The court there, speaking of remainders, said the same rule already mentioned respecting remainders applies to executory devises: See, also, Andrews v. Lincoln, 95 Me. 541 (50 Atl. 898, 56 L. R. A. 103); Wells v. Heath, 10 Gray (Mass.), 17; Coggins’ Appeal, 124 Pa. 10 (16 Atl. 579, 10 Am. St. Rep. 565); Lasnier v. Martin, 102 Kan. 551 (171 Pac. 645); Minot v. Paine, 230 Mass. 514 (120 N. E. 167, 1 A. L. R. 365); Hopkinson v. Swain, 284 Ill. 11 (119 N. E. 985); Ortman v. Dugan, 130 Md. 121 (100 Atl. 82); Moroney v. Haas, 277 Ill. 467 (115 N. E. 648); Taylor v. Crosson, 11 Del. Ch. 145 (98 Atl. 375); Riley v. Jaeger (Mo.), 189 S. W. 1168; Overby v. Scarborough, 145 Ga. 875 (90 S. E. 67); Camden etc. Trust Co. v. Guerin, 87 N. J. Eq. 72 (99 Atl. 105); O’Hare v. Johnston, 273 Ill. 458 (113 N. E. 127); Harmon v. Harmon, 80 Conn. 44 (66 Atl. 771); Shepperd v. Fisher, 206 Mo. 208 (103 S. W. 989); Bartlett v. Sears, 81 Conn. 84 (70 Atl. 33); Haydon v. Layton (Ky.), 128 S. W. 90; Starr v. Minister, 112 Md. 171 (76 Atl. 595); Hewitt v. Green, 77 N. J. Eq. 345 (77 Atl. 25); Gambrill v. Gambrill, 122 Md. 563 (89 Atl. 1094); Hollan*610der v. Central etc. Co., 109 Md. 131 (71 Atl. 442, 23 L. R. A. (N. S.) 1135); Hays v. Martz, 173 Ind. 279 (89 N. E. 303, 90 N. E. 309); Dime Savings Trust Co. v. Watson, 254 Ill. 419 (98 N. E. 777).

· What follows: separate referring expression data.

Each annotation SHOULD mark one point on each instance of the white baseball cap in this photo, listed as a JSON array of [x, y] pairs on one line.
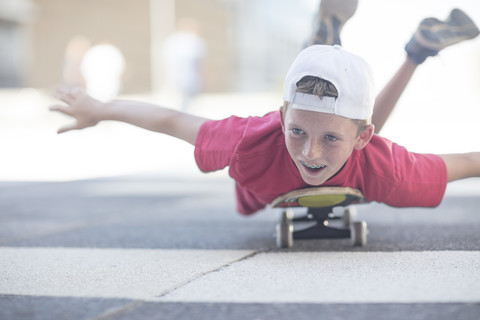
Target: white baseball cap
[[350, 74]]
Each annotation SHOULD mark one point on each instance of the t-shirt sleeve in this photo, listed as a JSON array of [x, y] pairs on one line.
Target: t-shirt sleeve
[[401, 178], [217, 141], [422, 179]]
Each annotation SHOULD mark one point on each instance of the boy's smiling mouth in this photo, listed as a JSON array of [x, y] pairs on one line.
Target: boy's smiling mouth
[[313, 166]]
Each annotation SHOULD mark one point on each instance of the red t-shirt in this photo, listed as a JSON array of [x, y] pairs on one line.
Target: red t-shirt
[[254, 150]]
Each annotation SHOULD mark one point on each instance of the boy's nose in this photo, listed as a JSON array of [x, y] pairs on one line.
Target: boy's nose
[[312, 150]]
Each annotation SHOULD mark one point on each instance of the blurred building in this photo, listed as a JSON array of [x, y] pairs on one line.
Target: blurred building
[[250, 42]]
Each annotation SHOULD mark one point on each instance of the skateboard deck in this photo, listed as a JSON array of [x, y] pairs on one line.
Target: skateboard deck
[[320, 202]]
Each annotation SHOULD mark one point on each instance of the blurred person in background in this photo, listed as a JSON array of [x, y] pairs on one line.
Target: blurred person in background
[[183, 53], [102, 67]]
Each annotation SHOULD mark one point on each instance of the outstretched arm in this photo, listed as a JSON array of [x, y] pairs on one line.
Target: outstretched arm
[[88, 112], [388, 97], [462, 165]]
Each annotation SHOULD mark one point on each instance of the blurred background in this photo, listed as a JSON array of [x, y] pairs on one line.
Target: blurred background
[[232, 56]]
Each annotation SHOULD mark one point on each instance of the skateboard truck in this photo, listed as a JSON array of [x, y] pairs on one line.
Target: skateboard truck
[[316, 223]]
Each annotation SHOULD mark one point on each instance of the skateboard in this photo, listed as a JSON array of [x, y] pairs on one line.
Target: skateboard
[[320, 202]]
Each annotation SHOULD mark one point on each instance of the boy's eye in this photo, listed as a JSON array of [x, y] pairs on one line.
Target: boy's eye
[[297, 131], [331, 138]]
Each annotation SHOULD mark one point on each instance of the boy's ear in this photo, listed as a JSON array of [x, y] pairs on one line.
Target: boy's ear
[[282, 118], [365, 137]]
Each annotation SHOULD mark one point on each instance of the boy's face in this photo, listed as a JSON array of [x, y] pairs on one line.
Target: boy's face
[[320, 143]]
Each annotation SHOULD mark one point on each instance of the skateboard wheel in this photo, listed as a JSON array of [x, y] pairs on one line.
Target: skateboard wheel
[[359, 233], [285, 230], [349, 215]]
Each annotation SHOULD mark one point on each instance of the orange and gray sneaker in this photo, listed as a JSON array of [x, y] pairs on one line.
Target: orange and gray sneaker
[[432, 35], [330, 19]]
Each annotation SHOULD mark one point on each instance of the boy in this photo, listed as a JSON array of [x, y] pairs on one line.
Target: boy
[[322, 135]]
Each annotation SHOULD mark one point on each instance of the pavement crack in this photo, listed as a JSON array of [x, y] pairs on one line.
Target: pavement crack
[[203, 274]]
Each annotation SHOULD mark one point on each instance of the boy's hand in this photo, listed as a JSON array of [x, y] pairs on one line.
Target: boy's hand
[[80, 106]]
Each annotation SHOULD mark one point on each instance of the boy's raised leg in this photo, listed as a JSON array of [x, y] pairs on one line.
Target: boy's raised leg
[[330, 19], [431, 36]]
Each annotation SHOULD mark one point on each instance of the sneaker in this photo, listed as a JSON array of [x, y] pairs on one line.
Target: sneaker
[[330, 19], [433, 35]]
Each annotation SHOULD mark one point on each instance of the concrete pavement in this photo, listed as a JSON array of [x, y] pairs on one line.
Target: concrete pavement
[[154, 247]]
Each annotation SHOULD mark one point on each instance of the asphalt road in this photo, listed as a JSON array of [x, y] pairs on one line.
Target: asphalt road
[[140, 247]]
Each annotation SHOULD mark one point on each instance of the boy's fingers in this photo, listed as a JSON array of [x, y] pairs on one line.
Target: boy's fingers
[[68, 128], [62, 109]]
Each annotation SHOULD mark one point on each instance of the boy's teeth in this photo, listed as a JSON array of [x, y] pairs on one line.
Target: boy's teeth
[[313, 166]]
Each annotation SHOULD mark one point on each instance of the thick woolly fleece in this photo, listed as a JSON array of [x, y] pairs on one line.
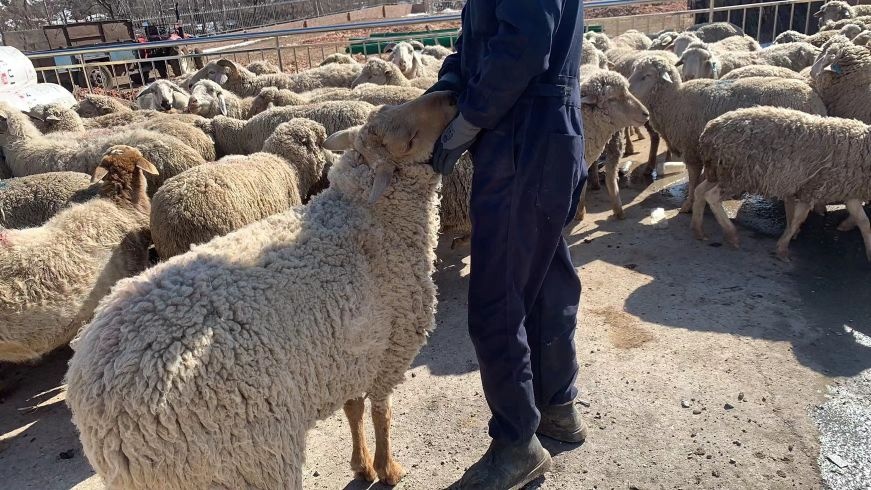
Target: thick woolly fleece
[[679, 111], [187, 128], [93, 105], [237, 137], [828, 159], [28, 152], [844, 83], [207, 370], [30, 201], [763, 71], [213, 200], [52, 277]]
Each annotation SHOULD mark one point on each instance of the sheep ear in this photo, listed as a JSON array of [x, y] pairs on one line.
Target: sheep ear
[[98, 174], [222, 104], [147, 166], [589, 100], [383, 174], [342, 140]]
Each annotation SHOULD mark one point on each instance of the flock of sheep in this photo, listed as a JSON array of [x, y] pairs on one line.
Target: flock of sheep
[[243, 251]]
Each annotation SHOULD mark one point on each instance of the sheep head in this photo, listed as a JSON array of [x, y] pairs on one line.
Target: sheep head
[[121, 171], [698, 62], [207, 99], [402, 55], [649, 73], [609, 93], [220, 72], [833, 12], [397, 136], [380, 72]]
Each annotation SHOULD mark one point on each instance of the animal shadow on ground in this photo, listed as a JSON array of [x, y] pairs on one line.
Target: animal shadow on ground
[[37, 436], [816, 302], [449, 350]]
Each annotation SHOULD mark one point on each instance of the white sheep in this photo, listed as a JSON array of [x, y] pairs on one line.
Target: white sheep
[[679, 111], [262, 332], [215, 199], [28, 152], [93, 105], [32, 200], [413, 64], [244, 83], [381, 72], [65, 123], [270, 97], [262, 67], [208, 99], [836, 10], [700, 62], [826, 160], [237, 137], [162, 95], [52, 276], [607, 106]]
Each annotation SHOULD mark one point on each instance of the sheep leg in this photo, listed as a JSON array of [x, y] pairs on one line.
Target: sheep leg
[[715, 200], [654, 150], [694, 171], [802, 209], [630, 148], [593, 176], [389, 471], [789, 208], [611, 181], [638, 134], [582, 205], [361, 460], [699, 204], [857, 212]]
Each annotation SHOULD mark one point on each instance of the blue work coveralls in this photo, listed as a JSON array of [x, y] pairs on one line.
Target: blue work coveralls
[[518, 62]]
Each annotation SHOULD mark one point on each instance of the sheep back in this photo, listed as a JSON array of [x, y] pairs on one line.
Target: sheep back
[[32, 200], [215, 199]]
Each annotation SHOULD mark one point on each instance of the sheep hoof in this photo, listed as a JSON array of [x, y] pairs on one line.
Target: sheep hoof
[[391, 474], [732, 240], [366, 473], [846, 225]]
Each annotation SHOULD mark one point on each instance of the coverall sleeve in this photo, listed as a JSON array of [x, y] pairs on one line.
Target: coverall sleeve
[[451, 65], [517, 53]]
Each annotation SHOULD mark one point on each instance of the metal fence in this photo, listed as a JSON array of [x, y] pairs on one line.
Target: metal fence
[[293, 50]]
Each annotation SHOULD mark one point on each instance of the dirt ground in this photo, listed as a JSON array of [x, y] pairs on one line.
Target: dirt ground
[[701, 365]]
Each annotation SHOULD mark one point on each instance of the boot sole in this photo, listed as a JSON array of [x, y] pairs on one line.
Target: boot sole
[[539, 470]]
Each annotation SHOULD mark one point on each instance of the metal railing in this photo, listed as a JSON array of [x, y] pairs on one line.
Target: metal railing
[[294, 50]]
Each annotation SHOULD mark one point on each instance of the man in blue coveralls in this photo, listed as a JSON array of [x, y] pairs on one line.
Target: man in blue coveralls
[[515, 73]]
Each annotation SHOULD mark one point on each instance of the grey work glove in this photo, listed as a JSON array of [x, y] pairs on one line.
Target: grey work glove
[[448, 82], [454, 141]]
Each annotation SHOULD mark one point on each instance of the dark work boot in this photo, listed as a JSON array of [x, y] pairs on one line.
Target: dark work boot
[[563, 423], [506, 467]]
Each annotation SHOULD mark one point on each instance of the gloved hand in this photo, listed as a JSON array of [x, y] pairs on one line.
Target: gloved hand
[[454, 141], [448, 82]]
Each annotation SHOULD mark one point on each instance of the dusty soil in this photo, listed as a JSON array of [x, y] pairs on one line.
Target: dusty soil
[[700, 364]]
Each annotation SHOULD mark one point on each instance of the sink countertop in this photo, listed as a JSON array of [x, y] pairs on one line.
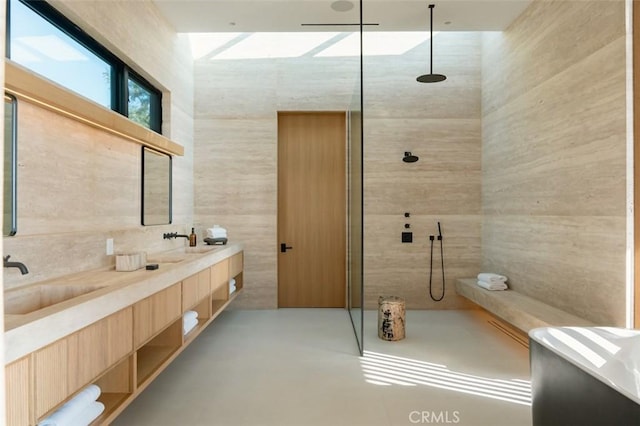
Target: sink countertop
[[29, 332]]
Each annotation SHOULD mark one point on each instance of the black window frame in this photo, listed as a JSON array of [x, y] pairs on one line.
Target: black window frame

With these principles in mind, let ns advert to the conditions described in the complaint. We remember that Ealph’s father, the testator, died on January 5, 1897, and that Ealph’s daughter, Gladys, yet a minor, was born after the death of the testator. As to Ealph’s devise, his own was the only life in being at the death of his father. Yet the estate to be taken under the executory devise by Ealph’s brothers and sisters is made by the twelfth clause of the will to depend on possibly three lives: First, Ealph’s'; second, that of his yet unborn daughter; and third, that of her potential child or children; for this twelfth clause makes the estate of the brothers and sisters to depend upon the conditional limitation that Ealph shall die without leaving lineal descendants, children or grandchildren. Contrary to the law, the testator essayed to control the devolution of his property through and beyond two generations yet unborn. In other words, it is possible that grandchildren be born to Ealph; that he survive both them and his own children and that he then die “without leaving lineal descendants, children or grandchildren.” Extending, as possibly it may, over three lives, two of which in succession were not in being when the will took effect, January 5, 1897, the conditional limitation by way of ex-ecutory devise which was designed to defeat Ealph’s fee and pass it to his collateral kindred is void within the rule against perpetuities. The result is that since there is no valid restriction now operative on the estate given to him by the seventh clause of the will, Ealph has a fee-simple absolute in the property mentioned. His title is therefore marketable. There is *611no excuse shown on the pleading to relieve the defendant from performing his contract. The decree of the Circuit Court should therefore be affirmed.